Volume Breakup between Aurangabad and Hyderabad
- In the current quarter, they expect around 10,500 tonnes.
- The distribution between Aurangabad and Hyderabad is expected to remain similar to the previous quarter.
Emerging Market Trends
- European market opening up for larger assemblies.
- Growth expected in the railway and non-railway machine components business.
Export Opportunities
- Predominant opportunities in the marine and wind power sectors.
- Indian companies gaining traction as European companies seek alternatives to China.
- Potential to ramp up this business to approximately Rs. 150 crores within the next 2 years.
Market Size
- Domestic European market size for laminations exceeds 400,000 to 500,000 tonnes per annum.
- Exact volume sourced from China not disclosed.
- Key segments in the European market include automotive, railways, and electric vehicles (EVs).
- Both Indian and Chinese competitors are actively targeting the European market, seeking to provide laminations for various applications.
Current Market Share
- Estimated to be approximately 10% of the total Indian market for electrical-motor and generator-related laminations.
- Anticipating an increase to around 15% after the completion of CAPEX.
- Total steel consumption for electrical-motor and generator-related laminations in India is around 700,000 metric tons.
- Company’s consumption accounts for about 70,000 tonnes, or roughly 10% of the market.
Current Market Dynamics
- Laminations are utilized across a wide range of applications in Europe, from off-the-shelf motors to specialized industrial components.
- Established European brands like CG Power and Bharat Bijlee are presently comfortable importing laminations.
Company’s Strength
- The company specializes in traction motor railways and industrial/commercial motors, which are not widely imported into Europe at present.
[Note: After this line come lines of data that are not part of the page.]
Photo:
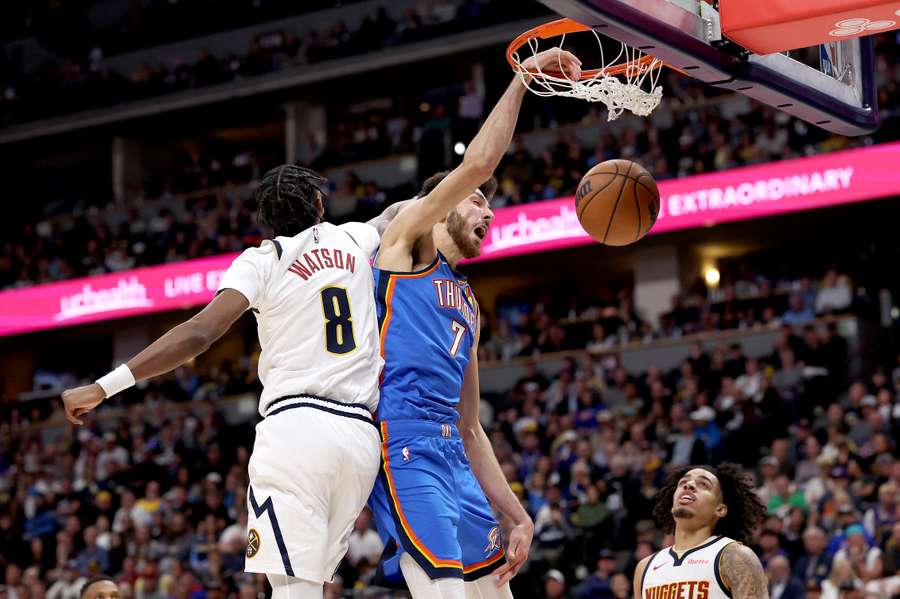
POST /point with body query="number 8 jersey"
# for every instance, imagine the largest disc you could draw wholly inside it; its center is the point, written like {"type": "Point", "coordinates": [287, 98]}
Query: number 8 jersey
{"type": "Point", "coordinates": [312, 298]}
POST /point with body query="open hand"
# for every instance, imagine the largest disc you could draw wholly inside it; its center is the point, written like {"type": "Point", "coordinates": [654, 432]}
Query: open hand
{"type": "Point", "coordinates": [555, 60]}
{"type": "Point", "coordinates": [81, 400]}
{"type": "Point", "coordinates": [516, 553]}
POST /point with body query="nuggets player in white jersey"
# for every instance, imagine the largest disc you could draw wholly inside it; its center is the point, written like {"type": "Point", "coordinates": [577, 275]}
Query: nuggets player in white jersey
{"type": "Point", "coordinates": [316, 452]}
{"type": "Point", "coordinates": [713, 512]}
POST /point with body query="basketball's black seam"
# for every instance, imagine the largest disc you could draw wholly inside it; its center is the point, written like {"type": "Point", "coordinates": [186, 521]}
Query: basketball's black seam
{"type": "Point", "coordinates": [595, 194]}
{"type": "Point", "coordinates": [612, 216]}
{"type": "Point", "coordinates": [647, 187]}
{"type": "Point", "coordinates": [652, 193]}
{"type": "Point", "coordinates": [578, 205]}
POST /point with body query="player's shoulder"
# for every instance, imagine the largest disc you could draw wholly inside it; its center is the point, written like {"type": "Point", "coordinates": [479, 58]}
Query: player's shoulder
{"type": "Point", "coordinates": [735, 551]}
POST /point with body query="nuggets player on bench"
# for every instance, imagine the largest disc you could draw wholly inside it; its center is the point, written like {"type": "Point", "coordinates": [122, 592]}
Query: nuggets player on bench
{"type": "Point", "coordinates": [713, 512]}
{"type": "Point", "coordinates": [317, 449]}
{"type": "Point", "coordinates": [429, 501]}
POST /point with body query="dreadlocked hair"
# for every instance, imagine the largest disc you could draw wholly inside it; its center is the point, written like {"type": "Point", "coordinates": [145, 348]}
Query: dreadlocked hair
{"type": "Point", "coordinates": [286, 198]}
{"type": "Point", "coordinates": [745, 510]}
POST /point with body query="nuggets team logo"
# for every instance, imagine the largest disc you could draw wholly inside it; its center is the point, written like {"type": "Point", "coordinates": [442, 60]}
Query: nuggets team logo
{"type": "Point", "coordinates": [493, 541]}
{"type": "Point", "coordinates": [253, 542]}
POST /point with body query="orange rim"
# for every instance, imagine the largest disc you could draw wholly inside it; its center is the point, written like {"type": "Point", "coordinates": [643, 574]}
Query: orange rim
{"type": "Point", "coordinates": [564, 26]}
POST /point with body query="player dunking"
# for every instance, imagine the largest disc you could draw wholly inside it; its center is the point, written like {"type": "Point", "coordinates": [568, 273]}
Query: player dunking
{"type": "Point", "coordinates": [429, 501]}
{"type": "Point", "coordinates": [316, 452]}
{"type": "Point", "coordinates": [713, 512]}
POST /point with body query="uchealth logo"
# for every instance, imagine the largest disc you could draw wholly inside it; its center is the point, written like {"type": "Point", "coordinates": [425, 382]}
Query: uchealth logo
{"type": "Point", "coordinates": [856, 26]}
{"type": "Point", "coordinates": [128, 293]}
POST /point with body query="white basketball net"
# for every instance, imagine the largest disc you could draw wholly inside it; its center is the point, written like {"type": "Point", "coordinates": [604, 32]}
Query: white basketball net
{"type": "Point", "coordinates": [636, 90]}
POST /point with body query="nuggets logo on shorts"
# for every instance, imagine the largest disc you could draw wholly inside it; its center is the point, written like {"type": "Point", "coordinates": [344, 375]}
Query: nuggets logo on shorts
{"type": "Point", "coordinates": [493, 540]}
{"type": "Point", "coordinates": [253, 542]}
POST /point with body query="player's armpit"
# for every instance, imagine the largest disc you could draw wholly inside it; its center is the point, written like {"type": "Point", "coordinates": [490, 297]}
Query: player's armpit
{"type": "Point", "coordinates": [387, 216]}
{"type": "Point", "coordinates": [639, 575]}
{"type": "Point", "coordinates": [743, 573]}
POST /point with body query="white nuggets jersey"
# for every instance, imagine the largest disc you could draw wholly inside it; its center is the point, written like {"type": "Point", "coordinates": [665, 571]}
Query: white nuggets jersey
{"type": "Point", "coordinates": [313, 298]}
{"type": "Point", "coordinates": [695, 575]}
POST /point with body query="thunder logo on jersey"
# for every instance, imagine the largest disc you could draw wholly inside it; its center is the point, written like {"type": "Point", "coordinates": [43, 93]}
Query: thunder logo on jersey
{"type": "Point", "coordinates": [687, 589]}
{"type": "Point", "coordinates": [427, 320]}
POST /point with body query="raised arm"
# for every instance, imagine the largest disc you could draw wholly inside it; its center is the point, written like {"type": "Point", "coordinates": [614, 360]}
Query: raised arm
{"type": "Point", "coordinates": [489, 474]}
{"type": "Point", "coordinates": [184, 342]}
{"type": "Point", "coordinates": [742, 573]}
{"type": "Point", "coordinates": [479, 161]}
{"type": "Point", "coordinates": [384, 219]}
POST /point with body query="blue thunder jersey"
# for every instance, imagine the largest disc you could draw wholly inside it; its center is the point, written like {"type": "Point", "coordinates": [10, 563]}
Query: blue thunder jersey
{"type": "Point", "coordinates": [427, 320]}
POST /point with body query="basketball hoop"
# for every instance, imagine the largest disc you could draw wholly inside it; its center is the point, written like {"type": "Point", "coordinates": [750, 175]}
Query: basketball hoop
{"type": "Point", "coordinates": [629, 84]}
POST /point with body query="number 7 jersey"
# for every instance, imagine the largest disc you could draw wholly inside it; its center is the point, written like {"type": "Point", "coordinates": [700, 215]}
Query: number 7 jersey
{"type": "Point", "coordinates": [312, 298]}
{"type": "Point", "coordinates": [427, 322]}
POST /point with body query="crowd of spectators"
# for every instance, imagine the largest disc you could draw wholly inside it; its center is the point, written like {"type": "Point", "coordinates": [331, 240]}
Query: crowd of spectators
{"type": "Point", "coordinates": [125, 26]}
{"type": "Point", "coordinates": [152, 490]}
{"type": "Point", "coordinates": [607, 319]}
{"type": "Point", "coordinates": [697, 139]}
{"type": "Point", "coordinates": [222, 219]}
{"type": "Point", "coordinates": [83, 81]}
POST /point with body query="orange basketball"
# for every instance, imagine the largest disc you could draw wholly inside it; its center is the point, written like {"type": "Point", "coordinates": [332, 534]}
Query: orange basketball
{"type": "Point", "coordinates": [617, 202]}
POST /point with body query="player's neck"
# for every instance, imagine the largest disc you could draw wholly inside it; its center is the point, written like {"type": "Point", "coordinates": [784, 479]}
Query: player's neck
{"type": "Point", "coordinates": [445, 245]}
{"type": "Point", "coordinates": [687, 537]}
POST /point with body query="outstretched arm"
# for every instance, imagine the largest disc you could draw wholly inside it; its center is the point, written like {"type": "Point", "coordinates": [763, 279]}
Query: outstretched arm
{"type": "Point", "coordinates": [479, 161]}
{"type": "Point", "coordinates": [743, 573]}
{"type": "Point", "coordinates": [384, 219]}
{"type": "Point", "coordinates": [490, 476]}
{"type": "Point", "coordinates": [182, 343]}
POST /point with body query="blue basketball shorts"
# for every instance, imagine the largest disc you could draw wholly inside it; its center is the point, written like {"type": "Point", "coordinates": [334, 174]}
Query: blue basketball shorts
{"type": "Point", "coordinates": [428, 503]}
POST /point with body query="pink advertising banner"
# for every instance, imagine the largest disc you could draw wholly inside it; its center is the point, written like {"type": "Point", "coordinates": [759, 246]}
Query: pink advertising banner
{"type": "Point", "coordinates": [733, 195]}
{"type": "Point", "coordinates": [103, 297]}
{"type": "Point", "coordinates": [738, 194]}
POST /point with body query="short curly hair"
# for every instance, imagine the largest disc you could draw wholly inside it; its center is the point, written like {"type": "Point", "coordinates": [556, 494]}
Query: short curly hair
{"type": "Point", "coordinates": [745, 510]}
{"type": "Point", "coordinates": [286, 199]}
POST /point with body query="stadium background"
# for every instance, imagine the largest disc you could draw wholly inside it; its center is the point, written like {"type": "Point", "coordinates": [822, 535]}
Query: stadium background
{"type": "Point", "coordinates": [132, 134]}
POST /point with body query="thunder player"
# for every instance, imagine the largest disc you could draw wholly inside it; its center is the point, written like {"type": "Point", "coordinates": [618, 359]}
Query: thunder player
{"type": "Point", "coordinates": [429, 501]}
{"type": "Point", "coordinates": [316, 452]}
{"type": "Point", "coordinates": [713, 512]}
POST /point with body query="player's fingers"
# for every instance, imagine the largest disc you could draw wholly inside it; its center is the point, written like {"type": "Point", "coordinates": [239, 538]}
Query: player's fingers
{"type": "Point", "coordinates": [71, 418]}
{"type": "Point", "coordinates": [508, 575]}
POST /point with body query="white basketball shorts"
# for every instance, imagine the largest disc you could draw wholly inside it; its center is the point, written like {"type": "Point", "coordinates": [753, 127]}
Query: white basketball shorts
{"type": "Point", "coordinates": [311, 471]}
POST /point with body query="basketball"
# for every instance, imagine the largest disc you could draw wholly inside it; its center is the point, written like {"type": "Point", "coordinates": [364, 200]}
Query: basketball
{"type": "Point", "coordinates": [617, 202]}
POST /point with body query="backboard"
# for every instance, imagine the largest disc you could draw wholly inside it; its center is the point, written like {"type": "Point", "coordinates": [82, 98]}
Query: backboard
{"type": "Point", "coordinates": [837, 94]}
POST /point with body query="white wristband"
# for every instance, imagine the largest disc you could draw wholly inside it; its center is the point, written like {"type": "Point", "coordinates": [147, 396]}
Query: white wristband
{"type": "Point", "coordinates": [116, 381]}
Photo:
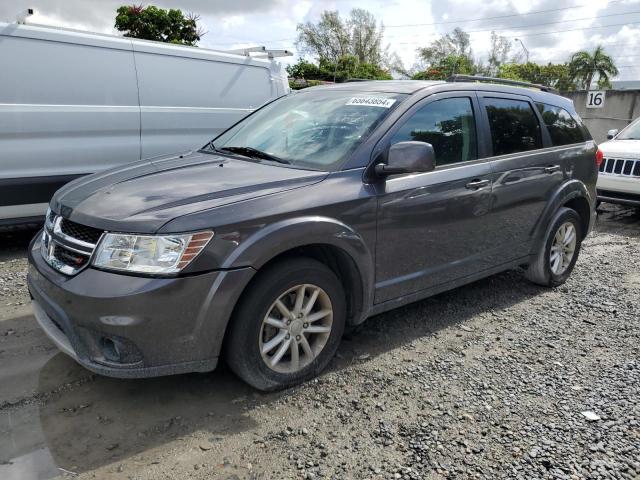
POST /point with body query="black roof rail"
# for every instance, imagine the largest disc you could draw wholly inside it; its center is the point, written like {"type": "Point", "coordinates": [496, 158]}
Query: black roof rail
{"type": "Point", "coordinates": [501, 81]}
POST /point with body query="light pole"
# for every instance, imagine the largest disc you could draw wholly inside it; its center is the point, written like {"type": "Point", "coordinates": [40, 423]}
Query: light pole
{"type": "Point", "coordinates": [526, 52]}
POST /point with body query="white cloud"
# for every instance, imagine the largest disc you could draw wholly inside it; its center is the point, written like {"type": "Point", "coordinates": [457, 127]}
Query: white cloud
{"type": "Point", "coordinates": [241, 23]}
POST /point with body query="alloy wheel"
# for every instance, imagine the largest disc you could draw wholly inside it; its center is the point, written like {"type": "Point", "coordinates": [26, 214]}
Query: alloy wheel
{"type": "Point", "coordinates": [296, 328]}
{"type": "Point", "coordinates": [563, 248]}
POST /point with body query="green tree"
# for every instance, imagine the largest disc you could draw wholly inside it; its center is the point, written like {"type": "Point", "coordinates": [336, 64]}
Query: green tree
{"type": "Point", "coordinates": [153, 23]}
{"type": "Point", "coordinates": [456, 43]}
{"type": "Point", "coordinates": [337, 40]}
{"type": "Point", "coordinates": [556, 75]}
{"type": "Point", "coordinates": [329, 39]}
{"type": "Point", "coordinates": [447, 66]}
{"type": "Point", "coordinates": [347, 67]}
{"type": "Point", "coordinates": [586, 66]}
{"type": "Point", "coordinates": [498, 53]}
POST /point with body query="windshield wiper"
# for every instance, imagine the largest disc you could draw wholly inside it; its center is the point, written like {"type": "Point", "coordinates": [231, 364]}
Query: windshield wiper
{"type": "Point", "coordinates": [254, 153]}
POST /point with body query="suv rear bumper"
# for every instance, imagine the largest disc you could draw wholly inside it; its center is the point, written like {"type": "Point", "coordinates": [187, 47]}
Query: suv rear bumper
{"type": "Point", "coordinates": [132, 327]}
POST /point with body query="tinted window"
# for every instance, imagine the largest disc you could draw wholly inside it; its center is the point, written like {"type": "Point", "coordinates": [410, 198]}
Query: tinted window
{"type": "Point", "coordinates": [632, 132]}
{"type": "Point", "coordinates": [562, 127]}
{"type": "Point", "coordinates": [448, 125]}
{"type": "Point", "coordinates": [514, 126]}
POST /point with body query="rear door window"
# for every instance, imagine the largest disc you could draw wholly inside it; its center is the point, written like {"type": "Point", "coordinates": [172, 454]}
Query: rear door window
{"type": "Point", "coordinates": [448, 125]}
{"type": "Point", "coordinates": [514, 126]}
{"type": "Point", "coordinates": [563, 128]}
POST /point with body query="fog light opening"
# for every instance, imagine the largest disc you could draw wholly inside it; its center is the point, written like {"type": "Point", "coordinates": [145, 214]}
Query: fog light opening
{"type": "Point", "coordinates": [110, 350]}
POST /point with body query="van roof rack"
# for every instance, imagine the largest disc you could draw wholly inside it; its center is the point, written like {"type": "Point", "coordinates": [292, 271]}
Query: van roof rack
{"type": "Point", "coordinates": [261, 51]}
{"type": "Point", "coordinates": [502, 81]}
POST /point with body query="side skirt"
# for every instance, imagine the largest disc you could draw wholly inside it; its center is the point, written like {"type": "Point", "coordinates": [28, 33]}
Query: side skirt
{"type": "Point", "coordinates": [422, 294]}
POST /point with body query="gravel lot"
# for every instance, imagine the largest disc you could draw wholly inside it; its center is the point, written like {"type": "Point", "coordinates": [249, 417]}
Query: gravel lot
{"type": "Point", "coordinates": [498, 379]}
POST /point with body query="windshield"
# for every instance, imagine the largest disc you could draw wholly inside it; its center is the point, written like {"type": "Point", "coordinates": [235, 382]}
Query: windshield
{"type": "Point", "coordinates": [632, 132]}
{"type": "Point", "coordinates": [313, 129]}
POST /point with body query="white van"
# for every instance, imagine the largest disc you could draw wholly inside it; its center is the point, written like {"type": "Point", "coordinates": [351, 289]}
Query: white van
{"type": "Point", "coordinates": [74, 103]}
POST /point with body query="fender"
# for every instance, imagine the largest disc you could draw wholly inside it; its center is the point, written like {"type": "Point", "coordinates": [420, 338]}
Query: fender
{"type": "Point", "coordinates": [287, 234]}
{"type": "Point", "coordinates": [566, 192]}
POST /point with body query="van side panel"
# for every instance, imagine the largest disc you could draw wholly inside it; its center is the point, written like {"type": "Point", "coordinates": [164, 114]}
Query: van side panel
{"type": "Point", "coordinates": [66, 109]}
{"type": "Point", "coordinates": [185, 102]}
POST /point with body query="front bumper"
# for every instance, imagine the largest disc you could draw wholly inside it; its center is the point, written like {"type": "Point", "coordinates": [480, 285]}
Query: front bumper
{"type": "Point", "coordinates": [619, 189]}
{"type": "Point", "coordinates": [131, 327]}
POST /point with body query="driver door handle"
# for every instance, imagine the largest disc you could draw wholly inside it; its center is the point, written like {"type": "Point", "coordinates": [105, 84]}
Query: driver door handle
{"type": "Point", "coordinates": [477, 184]}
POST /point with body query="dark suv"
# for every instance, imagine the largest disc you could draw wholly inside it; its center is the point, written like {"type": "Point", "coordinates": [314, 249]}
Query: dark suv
{"type": "Point", "coordinates": [315, 212]}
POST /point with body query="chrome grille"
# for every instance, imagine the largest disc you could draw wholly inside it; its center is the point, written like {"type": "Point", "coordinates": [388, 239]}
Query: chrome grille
{"type": "Point", "coordinates": [80, 232]}
{"type": "Point", "coordinates": [68, 246]}
{"type": "Point", "coordinates": [620, 166]}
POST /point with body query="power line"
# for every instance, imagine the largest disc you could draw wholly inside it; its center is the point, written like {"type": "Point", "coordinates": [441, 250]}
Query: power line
{"type": "Point", "coordinates": [448, 22]}
{"type": "Point", "coordinates": [541, 33]}
{"type": "Point", "coordinates": [525, 27]}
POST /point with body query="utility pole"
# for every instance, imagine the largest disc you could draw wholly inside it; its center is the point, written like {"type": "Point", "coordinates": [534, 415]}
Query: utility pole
{"type": "Point", "coordinates": [526, 52]}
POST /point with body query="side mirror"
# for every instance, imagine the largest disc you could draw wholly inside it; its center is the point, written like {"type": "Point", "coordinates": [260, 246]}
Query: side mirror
{"type": "Point", "coordinates": [408, 157]}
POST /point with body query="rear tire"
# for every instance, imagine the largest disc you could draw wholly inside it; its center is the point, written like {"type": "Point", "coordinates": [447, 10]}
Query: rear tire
{"type": "Point", "coordinates": [275, 340]}
{"type": "Point", "coordinates": [553, 263]}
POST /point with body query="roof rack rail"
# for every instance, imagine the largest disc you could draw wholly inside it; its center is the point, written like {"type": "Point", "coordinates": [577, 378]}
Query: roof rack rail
{"type": "Point", "coordinates": [502, 81]}
{"type": "Point", "coordinates": [262, 51]}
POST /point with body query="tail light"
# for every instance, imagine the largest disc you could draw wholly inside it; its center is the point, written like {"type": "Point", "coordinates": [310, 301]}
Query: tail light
{"type": "Point", "coordinates": [599, 158]}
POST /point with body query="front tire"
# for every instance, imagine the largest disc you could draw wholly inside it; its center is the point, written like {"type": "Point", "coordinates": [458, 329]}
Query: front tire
{"type": "Point", "coordinates": [553, 263]}
{"type": "Point", "coordinates": [288, 324]}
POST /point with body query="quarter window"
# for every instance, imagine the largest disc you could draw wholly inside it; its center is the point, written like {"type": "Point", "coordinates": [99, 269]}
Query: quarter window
{"type": "Point", "coordinates": [562, 127]}
{"type": "Point", "coordinates": [514, 126]}
{"type": "Point", "coordinates": [448, 125]}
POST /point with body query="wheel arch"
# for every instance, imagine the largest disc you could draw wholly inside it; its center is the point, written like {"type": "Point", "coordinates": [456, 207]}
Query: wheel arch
{"type": "Point", "coordinates": [573, 194]}
{"type": "Point", "coordinates": [324, 239]}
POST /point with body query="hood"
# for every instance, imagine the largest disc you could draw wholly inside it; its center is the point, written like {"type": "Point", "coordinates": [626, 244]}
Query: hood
{"type": "Point", "coordinates": [141, 197]}
{"type": "Point", "coordinates": [622, 148]}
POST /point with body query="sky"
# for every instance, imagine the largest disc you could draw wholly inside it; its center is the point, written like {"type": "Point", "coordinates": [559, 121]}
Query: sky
{"type": "Point", "coordinates": [549, 29]}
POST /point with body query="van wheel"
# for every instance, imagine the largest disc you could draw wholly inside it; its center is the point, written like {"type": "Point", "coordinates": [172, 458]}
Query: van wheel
{"type": "Point", "coordinates": [553, 264]}
{"type": "Point", "coordinates": [288, 324]}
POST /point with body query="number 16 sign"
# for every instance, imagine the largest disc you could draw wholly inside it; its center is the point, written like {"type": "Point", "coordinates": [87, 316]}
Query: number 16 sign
{"type": "Point", "coordinates": [595, 99]}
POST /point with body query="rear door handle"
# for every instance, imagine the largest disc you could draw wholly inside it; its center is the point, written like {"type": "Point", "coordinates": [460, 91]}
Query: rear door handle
{"type": "Point", "coordinates": [476, 184]}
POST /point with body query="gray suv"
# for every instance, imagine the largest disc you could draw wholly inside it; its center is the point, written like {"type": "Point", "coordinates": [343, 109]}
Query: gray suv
{"type": "Point", "coordinates": [317, 211]}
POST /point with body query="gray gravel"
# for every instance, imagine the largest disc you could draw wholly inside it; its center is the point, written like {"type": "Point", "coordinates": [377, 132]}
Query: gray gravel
{"type": "Point", "coordinates": [498, 379]}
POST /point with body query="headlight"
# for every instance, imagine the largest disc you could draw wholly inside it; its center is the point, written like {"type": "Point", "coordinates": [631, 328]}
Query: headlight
{"type": "Point", "coordinates": [48, 219]}
{"type": "Point", "coordinates": [158, 254]}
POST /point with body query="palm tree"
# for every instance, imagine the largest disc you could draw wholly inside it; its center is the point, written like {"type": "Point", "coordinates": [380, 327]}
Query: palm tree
{"type": "Point", "coordinates": [584, 66]}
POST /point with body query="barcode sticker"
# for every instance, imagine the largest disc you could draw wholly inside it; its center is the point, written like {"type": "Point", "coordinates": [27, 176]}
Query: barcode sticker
{"type": "Point", "coordinates": [372, 101]}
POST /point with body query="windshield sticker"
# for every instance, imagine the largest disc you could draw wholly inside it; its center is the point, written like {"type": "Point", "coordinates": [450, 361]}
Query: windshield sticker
{"type": "Point", "coordinates": [372, 101]}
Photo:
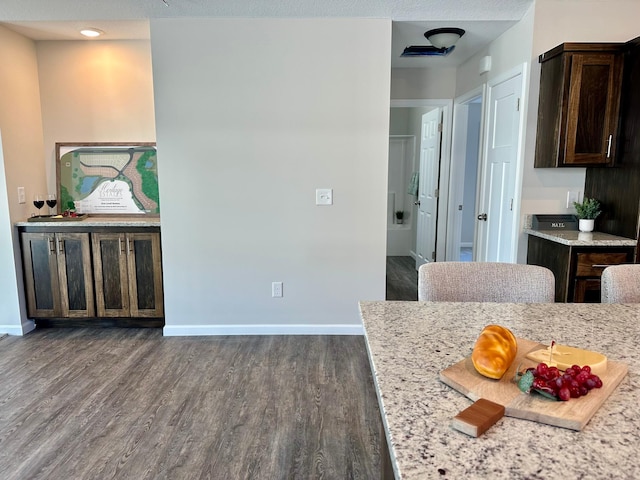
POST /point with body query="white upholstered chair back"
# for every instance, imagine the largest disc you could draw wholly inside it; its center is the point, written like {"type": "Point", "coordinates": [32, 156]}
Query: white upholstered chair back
{"type": "Point", "coordinates": [621, 284]}
{"type": "Point", "coordinates": [485, 282]}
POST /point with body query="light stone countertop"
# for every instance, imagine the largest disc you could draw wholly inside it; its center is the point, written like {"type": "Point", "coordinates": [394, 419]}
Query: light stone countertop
{"type": "Point", "coordinates": [575, 238]}
{"type": "Point", "coordinates": [100, 221]}
{"type": "Point", "coordinates": [410, 343]}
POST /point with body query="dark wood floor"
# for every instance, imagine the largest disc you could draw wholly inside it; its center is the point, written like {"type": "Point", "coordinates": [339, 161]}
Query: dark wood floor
{"type": "Point", "coordinates": [131, 404]}
{"type": "Point", "coordinates": [402, 279]}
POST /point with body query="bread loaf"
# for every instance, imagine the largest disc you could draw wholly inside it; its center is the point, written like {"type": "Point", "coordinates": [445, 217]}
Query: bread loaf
{"type": "Point", "coordinates": [494, 351]}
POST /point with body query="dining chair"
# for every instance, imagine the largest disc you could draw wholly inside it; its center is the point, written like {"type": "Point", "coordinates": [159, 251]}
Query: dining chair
{"type": "Point", "coordinates": [621, 284]}
{"type": "Point", "coordinates": [485, 282]}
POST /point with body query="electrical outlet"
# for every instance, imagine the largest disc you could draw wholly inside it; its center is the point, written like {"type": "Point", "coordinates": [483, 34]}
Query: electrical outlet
{"type": "Point", "coordinates": [324, 196]}
{"type": "Point", "coordinates": [572, 196]}
{"type": "Point", "coordinates": [276, 289]}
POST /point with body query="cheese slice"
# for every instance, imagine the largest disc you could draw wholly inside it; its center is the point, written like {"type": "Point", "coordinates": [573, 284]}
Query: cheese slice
{"type": "Point", "coordinates": [563, 357]}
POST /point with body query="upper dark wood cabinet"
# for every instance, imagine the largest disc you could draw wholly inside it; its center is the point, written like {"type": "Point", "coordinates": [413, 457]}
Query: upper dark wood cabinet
{"type": "Point", "coordinates": [580, 85]}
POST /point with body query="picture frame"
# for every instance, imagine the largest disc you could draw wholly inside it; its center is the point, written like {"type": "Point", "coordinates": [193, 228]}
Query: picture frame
{"type": "Point", "coordinates": [113, 178]}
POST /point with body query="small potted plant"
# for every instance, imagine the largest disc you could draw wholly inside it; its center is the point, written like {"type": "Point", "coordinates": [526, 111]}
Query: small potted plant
{"type": "Point", "coordinates": [587, 212]}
- Initial inroads have been made in power generation and marine applications within the European market.
Competition and Scale
- Multiple lamination manufacturers in India are vying for a share of the European market, with differences primarily in terms of scale.
- Smaller manufacturers often focus on serving smaller customers and specialized applications, including special-purpose motors and renewables.
Growth Strategy
- The company is strategically expanding its focus to encompass smaller industrial consumer applications within Europe.
- Recent opportunities within the European market have yielded higher EBITDA (Earnings Before Interest, Taxes, Depreciation, and Amortization) per tonne compared to the company’s overall average.
- The company aims to further extend its presence within the European industrial/commercial laminations market, capitalizing on the growing demand.
Value Addition
- Current opportunities in Europe involve highly assembled components that incorporate shaft integration and various other machining processes, leading to an elevated EBITDA per tonne.
- EBITDA per tonne for these opportunities surpasses the company’s average.
- As the company expands into the industrial/commercial laminations market in Europe, it anticipates maintaining a favorable EBITDA per tonne relative to the Indian equivalent.